Fig. 4 The estimation of sensor analytical behavior and performance. (a) pH optimization, (b) estimation of the selectivity, (c) concentration variation from lower to higher range, and (d) the calibration curve [inset log(conc.) vs. current].

To quantify the capability to reproduce identical electrochemical responses in the optimized buffer system, the proposed XNT electrochemical sensor was used in a reproducibility test. This test was effected with a 5.0 nM concentration of XNT at applied potentials from 0 to +1.5 V. As shown in Fig. 5(a), the seven runs are virtually identical which provides information about the reliability of the XNT sensor. To assess the accuracy of the reproducibility study, the current data were analyzed to estimate the relative standard deviation (RSD) and an excellent RSD was obtained (1.08%). A similar XNT sensor reproducibility test was executed for an elongated period, as shown in Fig. 6. Fig. 6(a–d) shows the equivalent information to Fig. 5(a). Therefore, it can be summarized that the participating XNT sensor is able to significantly detect XNT in real environmental samples. The response time of the sensor is an important criterion to quantify the efficiency. Therefore, the response time of the XNT sensor based on ZnO/Al₂O₃/Cr₂O₃ NPs/binder/GCE was calculated using a 5.0 nM concentration of XNT. As revealed in Fig. 5(b), the resulting response time of the XNT sensor is around 22 s, a result which might be considered as having high potential. To confirm the selectivity and interference effect of the XNT sensor, the electrochemical responses were investigated as shown in Fig. 5(c and d). It can be summarized that the anticipated XNT sensor is highly selective toward XNT without any interference effects in the presence of other toxins.

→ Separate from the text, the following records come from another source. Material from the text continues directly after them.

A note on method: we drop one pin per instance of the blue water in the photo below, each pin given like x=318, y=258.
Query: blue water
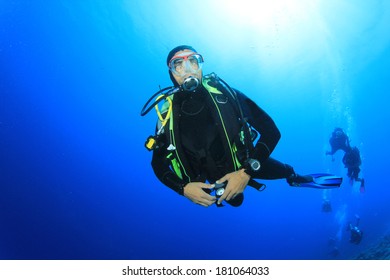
x=76, y=180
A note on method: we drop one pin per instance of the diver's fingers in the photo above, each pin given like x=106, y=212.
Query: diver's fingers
x=224, y=196
x=223, y=179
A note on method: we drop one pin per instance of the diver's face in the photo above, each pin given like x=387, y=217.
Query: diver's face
x=186, y=63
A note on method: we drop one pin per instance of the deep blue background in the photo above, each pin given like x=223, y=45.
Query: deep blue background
x=75, y=178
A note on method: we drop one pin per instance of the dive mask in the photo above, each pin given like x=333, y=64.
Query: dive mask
x=190, y=83
x=187, y=63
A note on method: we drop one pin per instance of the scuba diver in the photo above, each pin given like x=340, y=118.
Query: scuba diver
x=212, y=138
x=338, y=141
x=352, y=162
x=351, y=159
x=356, y=233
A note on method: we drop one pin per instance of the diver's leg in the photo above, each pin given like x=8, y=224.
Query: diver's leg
x=274, y=169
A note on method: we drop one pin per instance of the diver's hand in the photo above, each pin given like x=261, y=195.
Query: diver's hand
x=236, y=184
x=194, y=192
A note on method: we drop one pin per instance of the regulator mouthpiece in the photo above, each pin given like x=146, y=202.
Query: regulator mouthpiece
x=190, y=84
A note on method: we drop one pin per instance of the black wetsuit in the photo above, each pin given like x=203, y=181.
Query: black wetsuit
x=202, y=143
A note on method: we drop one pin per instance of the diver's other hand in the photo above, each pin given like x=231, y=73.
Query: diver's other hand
x=194, y=192
x=236, y=184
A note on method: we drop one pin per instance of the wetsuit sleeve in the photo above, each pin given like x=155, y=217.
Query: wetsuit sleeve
x=264, y=124
x=162, y=170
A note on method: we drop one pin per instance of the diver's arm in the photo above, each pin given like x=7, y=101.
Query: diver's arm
x=164, y=173
x=194, y=191
x=264, y=124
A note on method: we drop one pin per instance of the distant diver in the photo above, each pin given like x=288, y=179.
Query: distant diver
x=351, y=159
x=211, y=138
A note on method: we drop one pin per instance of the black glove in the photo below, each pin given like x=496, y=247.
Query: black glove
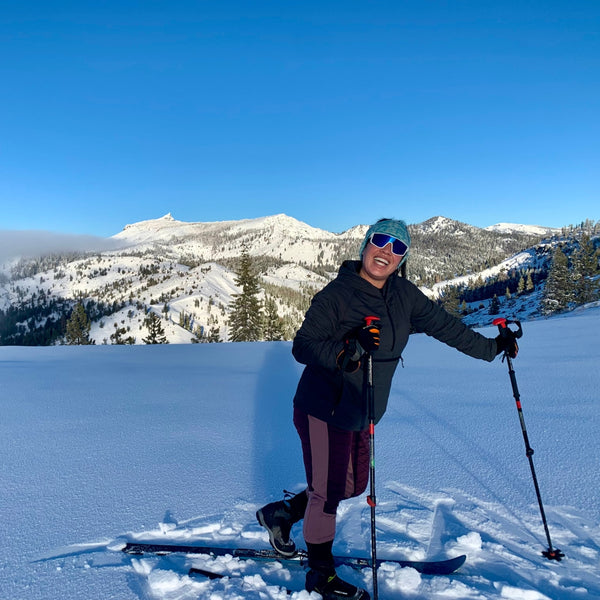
x=360, y=340
x=349, y=358
x=507, y=342
x=368, y=337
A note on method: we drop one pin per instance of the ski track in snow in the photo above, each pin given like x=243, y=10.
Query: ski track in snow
x=504, y=561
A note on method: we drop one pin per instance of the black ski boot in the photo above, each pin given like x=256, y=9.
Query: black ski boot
x=278, y=517
x=323, y=579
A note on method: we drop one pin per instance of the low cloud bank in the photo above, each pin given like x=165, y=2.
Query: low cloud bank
x=32, y=243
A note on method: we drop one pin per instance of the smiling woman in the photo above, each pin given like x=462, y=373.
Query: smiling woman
x=365, y=311
x=384, y=250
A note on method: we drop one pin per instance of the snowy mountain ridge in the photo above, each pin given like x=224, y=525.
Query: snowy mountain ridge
x=185, y=272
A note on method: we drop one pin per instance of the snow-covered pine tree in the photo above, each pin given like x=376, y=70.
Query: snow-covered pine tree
x=273, y=330
x=78, y=327
x=245, y=322
x=585, y=266
x=156, y=333
x=558, y=291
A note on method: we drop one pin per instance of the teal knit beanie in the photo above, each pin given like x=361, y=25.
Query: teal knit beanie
x=394, y=227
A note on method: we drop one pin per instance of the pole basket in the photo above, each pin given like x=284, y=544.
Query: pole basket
x=553, y=554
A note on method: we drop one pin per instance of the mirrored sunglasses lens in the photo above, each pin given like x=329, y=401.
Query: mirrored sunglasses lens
x=381, y=240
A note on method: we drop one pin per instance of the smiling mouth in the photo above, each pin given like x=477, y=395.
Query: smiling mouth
x=381, y=261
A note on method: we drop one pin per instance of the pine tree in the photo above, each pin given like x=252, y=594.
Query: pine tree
x=585, y=266
x=78, y=327
x=118, y=337
x=494, y=306
x=273, y=325
x=245, y=320
x=156, y=333
x=558, y=290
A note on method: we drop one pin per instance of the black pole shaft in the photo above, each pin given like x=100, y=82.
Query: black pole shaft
x=528, y=449
x=371, y=499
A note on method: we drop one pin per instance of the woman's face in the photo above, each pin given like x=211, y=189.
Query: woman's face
x=378, y=264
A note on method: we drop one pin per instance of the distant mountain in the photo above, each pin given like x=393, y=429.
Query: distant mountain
x=510, y=228
x=185, y=272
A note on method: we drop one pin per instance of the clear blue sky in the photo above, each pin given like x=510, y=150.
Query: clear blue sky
x=335, y=113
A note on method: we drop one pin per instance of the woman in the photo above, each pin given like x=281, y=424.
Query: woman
x=330, y=413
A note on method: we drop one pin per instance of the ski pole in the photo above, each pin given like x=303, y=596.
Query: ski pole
x=551, y=553
x=371, y=500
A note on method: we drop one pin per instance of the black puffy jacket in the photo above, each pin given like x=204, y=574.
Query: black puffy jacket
x=329, y=394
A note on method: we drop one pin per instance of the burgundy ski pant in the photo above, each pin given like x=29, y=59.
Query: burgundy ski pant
x=337, y=467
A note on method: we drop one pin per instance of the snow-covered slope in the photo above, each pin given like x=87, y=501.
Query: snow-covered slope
x=185, y=272
x=529, y=229
x=105, y=444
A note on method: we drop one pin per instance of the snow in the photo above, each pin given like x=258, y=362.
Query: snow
x=104, y=444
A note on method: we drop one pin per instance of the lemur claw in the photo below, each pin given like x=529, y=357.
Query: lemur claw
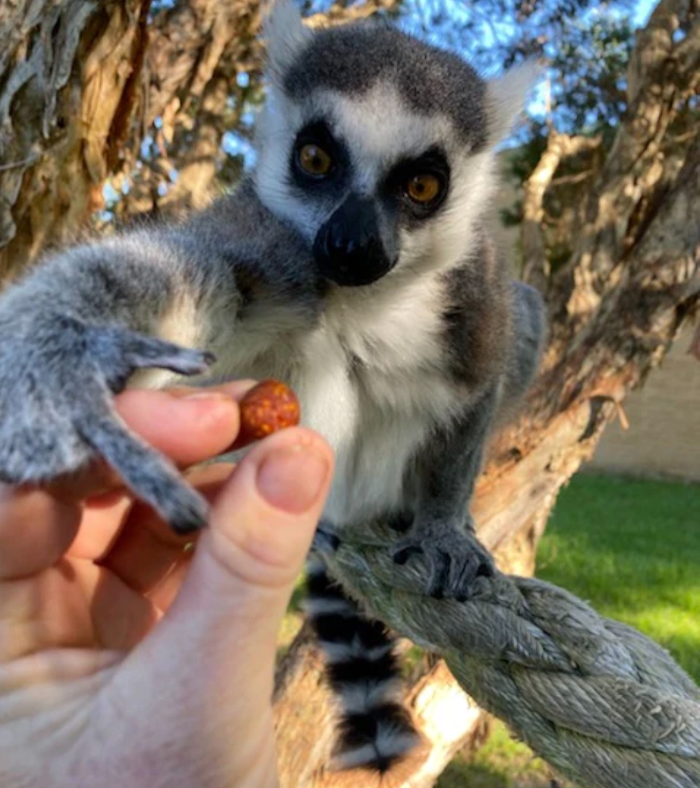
x=455, y=559
x=324, y=541
x=60, y=398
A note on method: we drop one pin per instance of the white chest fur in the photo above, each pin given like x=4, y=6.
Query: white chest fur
x=372, y=381
x=370, y=375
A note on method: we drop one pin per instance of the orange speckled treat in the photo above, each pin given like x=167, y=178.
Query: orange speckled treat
x=268, y=407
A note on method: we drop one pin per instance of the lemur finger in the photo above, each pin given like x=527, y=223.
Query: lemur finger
x=119, y=351
x=149, y=475
x=440, y=568
x=142, y=351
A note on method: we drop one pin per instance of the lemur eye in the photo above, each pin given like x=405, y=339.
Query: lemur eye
x=314, y=161
x=423, y=188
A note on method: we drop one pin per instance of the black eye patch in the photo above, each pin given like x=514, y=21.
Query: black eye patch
x=418, y=186
x=314, y=144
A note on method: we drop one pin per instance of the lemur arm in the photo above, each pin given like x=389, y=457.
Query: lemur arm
x=450, y=463
x=71, y=334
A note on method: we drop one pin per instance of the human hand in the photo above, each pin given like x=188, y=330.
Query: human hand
x=128, y=660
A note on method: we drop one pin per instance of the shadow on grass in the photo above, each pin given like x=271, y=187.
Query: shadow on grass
x=632, y=549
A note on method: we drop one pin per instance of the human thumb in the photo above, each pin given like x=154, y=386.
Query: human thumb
x=216, y=645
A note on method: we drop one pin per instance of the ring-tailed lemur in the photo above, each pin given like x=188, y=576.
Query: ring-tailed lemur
x=354, y=264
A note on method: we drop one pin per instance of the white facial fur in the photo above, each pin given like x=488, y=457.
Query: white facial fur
x=379, y=130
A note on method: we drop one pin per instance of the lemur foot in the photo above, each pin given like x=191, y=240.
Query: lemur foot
x=56, y=411
x=455, y=559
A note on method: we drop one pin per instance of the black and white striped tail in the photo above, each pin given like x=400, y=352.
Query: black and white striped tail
x=375, y=732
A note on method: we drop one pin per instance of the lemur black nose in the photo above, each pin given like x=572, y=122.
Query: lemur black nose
x=348, y=247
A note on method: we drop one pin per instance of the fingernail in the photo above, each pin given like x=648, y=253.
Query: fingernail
x=292, y=478
x=212, y=396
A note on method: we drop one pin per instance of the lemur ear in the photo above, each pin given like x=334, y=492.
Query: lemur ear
x=286, y=36
x=506, y=96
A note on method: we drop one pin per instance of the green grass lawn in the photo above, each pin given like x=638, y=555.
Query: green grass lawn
x=632, y=549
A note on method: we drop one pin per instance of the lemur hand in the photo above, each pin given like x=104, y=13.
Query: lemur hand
x=127, y=661
x=57, y=378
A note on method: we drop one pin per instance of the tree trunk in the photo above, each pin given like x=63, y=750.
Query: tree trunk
x=632, y=281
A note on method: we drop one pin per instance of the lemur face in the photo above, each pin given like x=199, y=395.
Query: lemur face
x=377, y=147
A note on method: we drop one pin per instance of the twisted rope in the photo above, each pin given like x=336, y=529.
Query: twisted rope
x=598, y=700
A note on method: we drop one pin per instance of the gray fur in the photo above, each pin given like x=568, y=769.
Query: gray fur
x=404, y=376
x=351, y=58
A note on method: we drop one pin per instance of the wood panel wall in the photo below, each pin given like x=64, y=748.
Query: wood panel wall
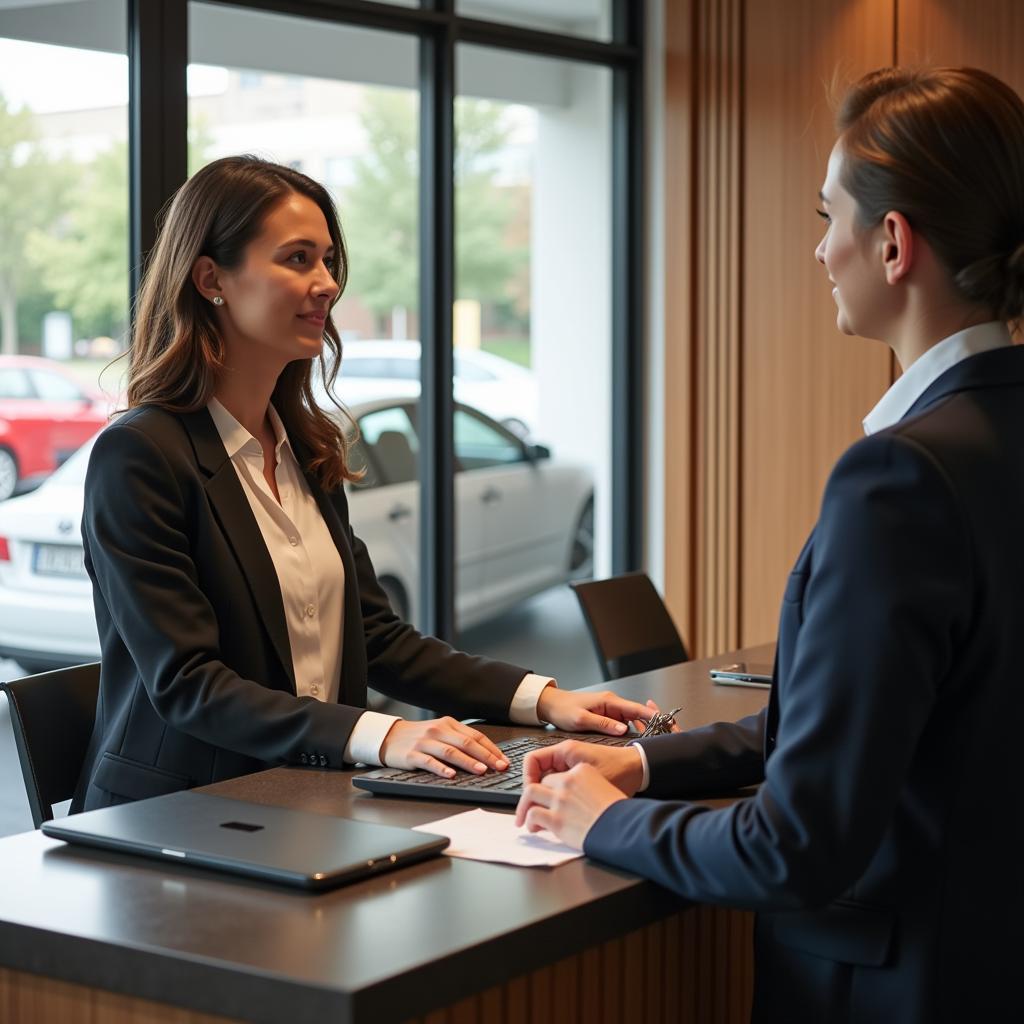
x=762, y=391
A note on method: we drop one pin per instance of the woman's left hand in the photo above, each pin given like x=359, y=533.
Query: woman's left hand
x=567, y=803
x=576, y=711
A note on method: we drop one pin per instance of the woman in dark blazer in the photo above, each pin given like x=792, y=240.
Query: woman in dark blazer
x=882, y=850
x=239, y=614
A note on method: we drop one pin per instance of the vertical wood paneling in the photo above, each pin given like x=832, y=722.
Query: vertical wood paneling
x=673, y=972
x=964, y=32
x=680, y=418
x=702, y=148
x=805, y=386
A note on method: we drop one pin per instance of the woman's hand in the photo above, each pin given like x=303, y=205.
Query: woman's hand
x=622, y=766
x=438, y=743
x=578, y=711
x=567, y=803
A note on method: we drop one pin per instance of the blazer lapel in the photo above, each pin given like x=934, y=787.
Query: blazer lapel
x=352, y=686
x=997, y=368
x=243, y=532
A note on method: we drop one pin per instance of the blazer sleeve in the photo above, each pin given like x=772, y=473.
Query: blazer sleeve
x=136, y=528
x=422, y=670
x=713, y=759
x=885, y=607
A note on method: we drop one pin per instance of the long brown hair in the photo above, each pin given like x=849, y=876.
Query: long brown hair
x=945, y=147
x=176, y=350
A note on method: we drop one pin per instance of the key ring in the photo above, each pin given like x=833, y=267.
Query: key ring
x=660, y=724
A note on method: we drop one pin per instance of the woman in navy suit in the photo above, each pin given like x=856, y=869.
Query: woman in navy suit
x=239, y=613
x=882, y=850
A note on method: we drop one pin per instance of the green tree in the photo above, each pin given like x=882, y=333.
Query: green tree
x=33, y=196
x=379, y=210
x=88, y=252
x=90, y=246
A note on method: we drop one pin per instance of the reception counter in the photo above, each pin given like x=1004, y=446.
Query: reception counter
x=92, y=937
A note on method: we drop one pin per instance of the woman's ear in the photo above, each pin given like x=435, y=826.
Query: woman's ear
x=206, y=278
x=897, y=247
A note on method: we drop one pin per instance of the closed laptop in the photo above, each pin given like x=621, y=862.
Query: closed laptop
x=274, y=844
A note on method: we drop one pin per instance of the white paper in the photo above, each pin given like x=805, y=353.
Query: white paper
x=482, y=835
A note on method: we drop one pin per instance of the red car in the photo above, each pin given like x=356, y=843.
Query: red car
x=45, y=415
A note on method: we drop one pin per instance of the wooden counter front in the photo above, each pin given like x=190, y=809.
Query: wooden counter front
x=88, y=936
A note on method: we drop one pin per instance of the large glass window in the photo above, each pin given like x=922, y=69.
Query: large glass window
x=532, y=288
x=532, y=339
x=64, y=312
x=591, y=18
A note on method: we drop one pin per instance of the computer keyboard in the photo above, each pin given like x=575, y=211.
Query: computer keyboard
x=492, y=787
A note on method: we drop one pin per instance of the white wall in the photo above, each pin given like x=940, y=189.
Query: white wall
x=570, y=273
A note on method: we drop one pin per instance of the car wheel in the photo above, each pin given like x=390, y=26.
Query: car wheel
x=517, y=427
x=395, y=595
x=582, y=554
x=8, y=473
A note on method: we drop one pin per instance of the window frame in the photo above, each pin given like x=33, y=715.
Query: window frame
x=158, y=146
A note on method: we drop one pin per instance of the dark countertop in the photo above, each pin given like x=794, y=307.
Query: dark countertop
x=388, y=948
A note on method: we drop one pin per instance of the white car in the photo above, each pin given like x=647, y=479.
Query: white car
x=524, y=522
x=498, y=387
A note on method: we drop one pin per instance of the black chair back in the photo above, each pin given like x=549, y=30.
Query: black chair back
x=630, y=625
x=52, y=715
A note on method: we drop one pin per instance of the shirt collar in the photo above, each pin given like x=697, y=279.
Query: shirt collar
x=236, y=438
x=923, y=372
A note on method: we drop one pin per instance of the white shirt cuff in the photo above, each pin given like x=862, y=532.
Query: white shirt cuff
x=645, y=781
x=366, y=738
x=523, y=708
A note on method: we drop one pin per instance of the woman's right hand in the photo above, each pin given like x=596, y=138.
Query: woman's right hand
x=437, y=744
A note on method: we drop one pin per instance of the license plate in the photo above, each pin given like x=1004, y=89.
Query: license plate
x=59, y=559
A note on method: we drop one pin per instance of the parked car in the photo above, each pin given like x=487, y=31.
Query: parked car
x=498, y=387
x=45, y=415
x=524, y=522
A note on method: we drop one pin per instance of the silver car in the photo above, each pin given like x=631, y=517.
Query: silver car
x=523, y=520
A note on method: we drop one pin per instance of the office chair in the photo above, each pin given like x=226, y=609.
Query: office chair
x=630, y=625
x=52, y=716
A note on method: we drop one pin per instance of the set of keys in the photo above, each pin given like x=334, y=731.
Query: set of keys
x=660, y=723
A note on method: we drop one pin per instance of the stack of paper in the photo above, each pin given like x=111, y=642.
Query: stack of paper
x=481, y=835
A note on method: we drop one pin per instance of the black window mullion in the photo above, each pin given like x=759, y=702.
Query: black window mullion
x=436, y=464
x=158, y=117
x=627, y=297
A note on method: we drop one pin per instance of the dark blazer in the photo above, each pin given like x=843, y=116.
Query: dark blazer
x=197, y=682
x=883, y=849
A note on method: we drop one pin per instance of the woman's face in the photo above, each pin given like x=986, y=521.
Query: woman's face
x=851, y=255
x=278, y=301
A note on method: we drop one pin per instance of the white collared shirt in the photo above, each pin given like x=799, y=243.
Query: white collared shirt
x=311, y=578
x=896, y=402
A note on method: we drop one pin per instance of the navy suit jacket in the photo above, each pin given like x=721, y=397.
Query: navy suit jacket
x=883, y=849
x=197, y=682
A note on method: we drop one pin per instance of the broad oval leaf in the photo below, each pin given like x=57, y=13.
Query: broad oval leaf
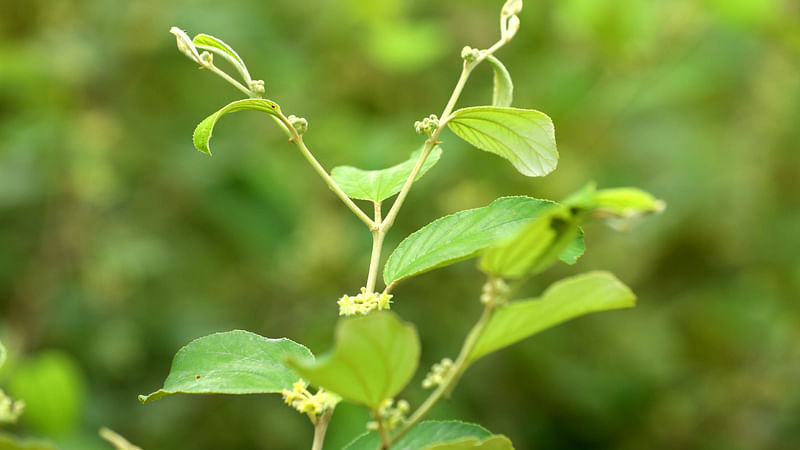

Fig. 5 Reliability investigations of the XNT sensor based on ZnO/Al₂O₃/Cr₂O₃ NPs/binder/GCE: (a) testing reproducible performance, (b) response time, and (c and d) interference tests.

Fig. 6 (a–d) The reproducibility performance for various elongated times (4 days).

As shown in Fig. 4(c), the I–V response varies with the corresponding concentration of XNT. The proposed XNT sensor with ZnO/Al₂O₃/Cr₂O₃ NPs/binder/GCE was implemented successfully to detect XNT in an optimized phosphate buffer system. A control experiment was performed (Fig. S1†) and is included in the ESI.† Here, a control experiment was performed based on different compositions of fabricated GCEs such as Al₂O₃, ZnO, Cr₂O₃, ZnO/Al₂O₃, Al₂O₃/Cr₂O₃, ZnO/Cr₂O₃, and ZnO/Al₂O₃/Cr₂O₃ nanoparticles. Based on these observations, the highest sensor response was exhibited with ZnO/Al₂O₃/Cr₂O₃ NPs/binder/GCE compared to those of other fabricated electrodes such as Al₂O₃, ZnO, Cr₂O₃, ZnO/Al₂O₃, Al₂O₃/Cr₂O₃, and ZnO/Cr₂O₃.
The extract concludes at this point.